#033

214 46 118
                                    

Ikhlas itu bohong. Yang ada terpaksa lalu terbiasa, gitu alurnya.

[Tertanda, Raga]
•••

Sore berlalu cepat. Awan hitam bergelung memenuhi setiap jengkal langit. Gerimis turun membungkus kota saat lampu mulai dinyalakan satu persatu. Kilau tajam petir dan suara menggelegar guntur menjadi pengiring awal malam.

Raga duduk di ruang keluarga, menemani Bunda yang menonton televisi. Sialnya, tetap saja pikiran cowok itu kemana-mana. Terutama masalah hati, sudah lama Raga tidak merasakan jatuh cinta. Sekalinya jatuh cinta pada seseorang malah rumit.

Raga mengeluh dalam hati, Sepandai-pandainya manusia berjalan, pasti akan jatuh cinta juga. Sial.

"Bunda, Ayah udah telepon lagi?"

"Sudah. Tumben kamu nanyain Ayah kamu?" tanya Salma.

"Ayah bilang kapan pulang?" Raga memperbaiki posisi duduk, membiarkan kedua kaki terlipat diatas sofa.

"Sampai urusan pekerjaannya selesai. Belum tahu persisnya." Salma menghela napas tipis. Raga hanya manggut-manggut, tidak bertanya lagi.

Sekarang pukul delapan, gerimis berubah menjadi hujan deras. Bunda menyuruh Raga makan malam lebih dulu. Acara sinetron Salma sedang menarik-menariknya dan ia tidak ingin melewatkan bagian apapun. Raga mengangguk, segera bangkit lalu mengambil makanannya di dapur.

Seusai makan, Raga kembali mendekat ke arah Salma membawa satu piring nasi lengkap dengan lauk pauknya. Sembari mengatakan sesuatu, "Bunda makan, udah waktunya makan. Raga nggak mau lihat Bunda sakit." Seraya mendaratkan satu kecupan hangat di kening Salma.

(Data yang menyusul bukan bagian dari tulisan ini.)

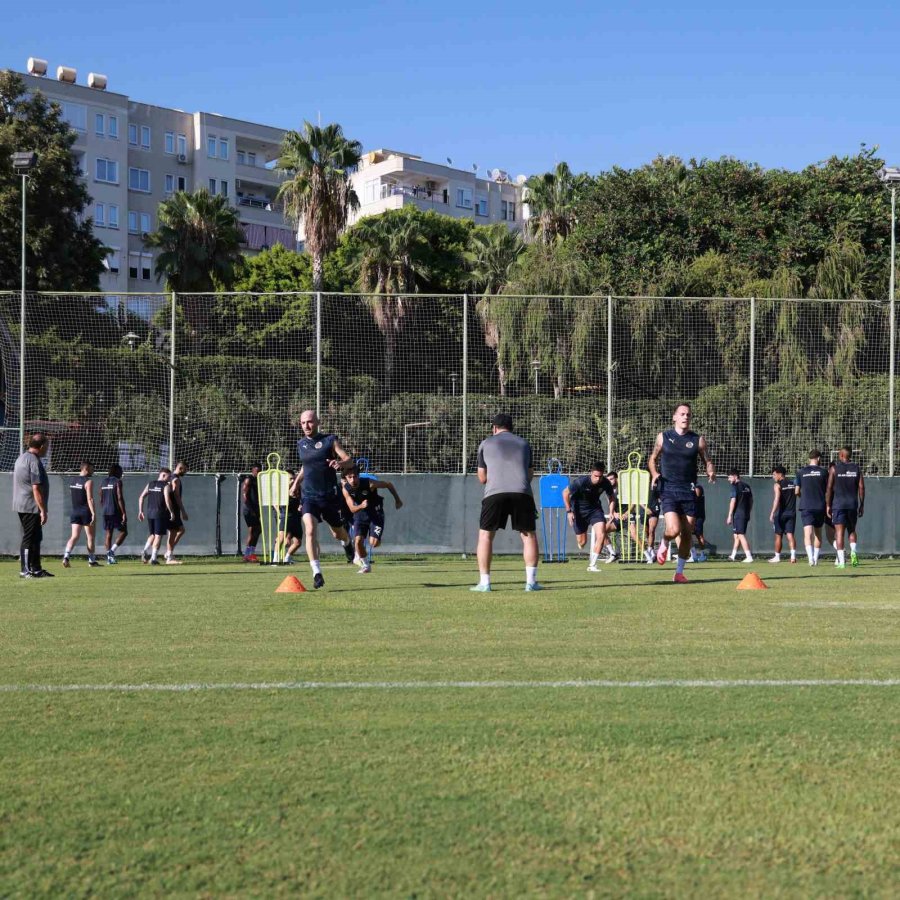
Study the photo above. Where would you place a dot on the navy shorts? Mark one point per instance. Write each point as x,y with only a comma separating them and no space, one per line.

Salma tersenyum, ia membalas ciuman kasih sayang anaknya. Lalu mengusap rambut Raga lembut. "Iya Bunda makan." Salma menerima piring Raga.

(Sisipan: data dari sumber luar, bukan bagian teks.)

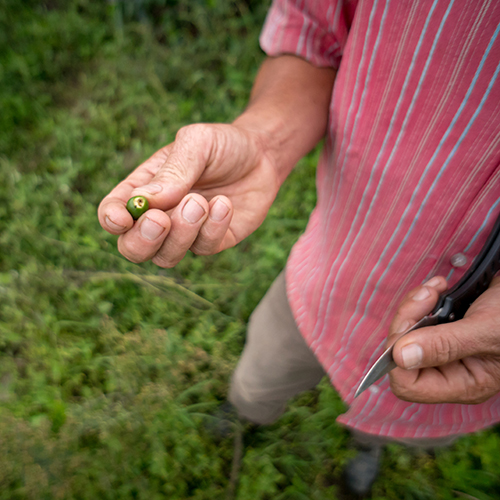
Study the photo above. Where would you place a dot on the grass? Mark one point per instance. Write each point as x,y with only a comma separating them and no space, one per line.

"Hari ini gimana sekolah kamu?"

"Nothing special." Raga menjawab singkat, seraya mengendikan bahu.

"Temen-temen kamu jarang kesini. Mereka sudah punya pacar memang?" Salma menyuapkan sesendok nasi ke dalam mulutnya.

Raga menoleh, "Dito sama Jalu masih sama, jomblo." Beberapa detik kemudian Raga terkekeh. "Kalo Nevan dia udah ada cewek."

"Kalo Raga?" Bunda terlihat menahan tawa, menyuapkan kembali sesendok nasi ke dalam mulut.

Refleks Raga mengusap tengkuknya. Benar dugaan Raga sebelumnya, Salma pasti punya amunisi untuk menggoda kembali putra nya itu.

"Kalau Bunda mau menggoda Raga, itu nggak lucu." Raga cemberut galak.

Salma tetap tertawa. "Jagoan Bunda ganteng kaya gini belum ada yang mau? Masa iya nggak laku, hmm?"

Raga menelan ludah susah payah, ia hampir membanting remote televisi yang tergeletak di sampingnya.

Gue nggak laku?! batinnya tidak habis pikir.

Pukul sembilan, hujan deras mereda. Raga menyuruh Salma tidur lebih dulu. Salma menolak, ia masih ingin menonton acara televisi. Malahan Bundanya itu balik menyuruh Raga untuk tidur lebih dulu. Raga mengangguk, lantas segera bangun dan berjalan menaiki anak tangga.

Meski sudah masuk ke dalam kamar, Raga tidak bisa segera tidur seperti malam sebelumnya.

Raga mengambil sebatang rokok, menyulut ujung benda itu dengan korek, perlahan menghembuskan asapnya seraya menatap kerlap-kerlip lampu diantara jutaan tetes air, lewat sela-sela tirai jendela. Raga menghela napas, "Semoga lo jatuh pada cinta yang tepat, Na." Refleks Raga kembali menghembuskan asap.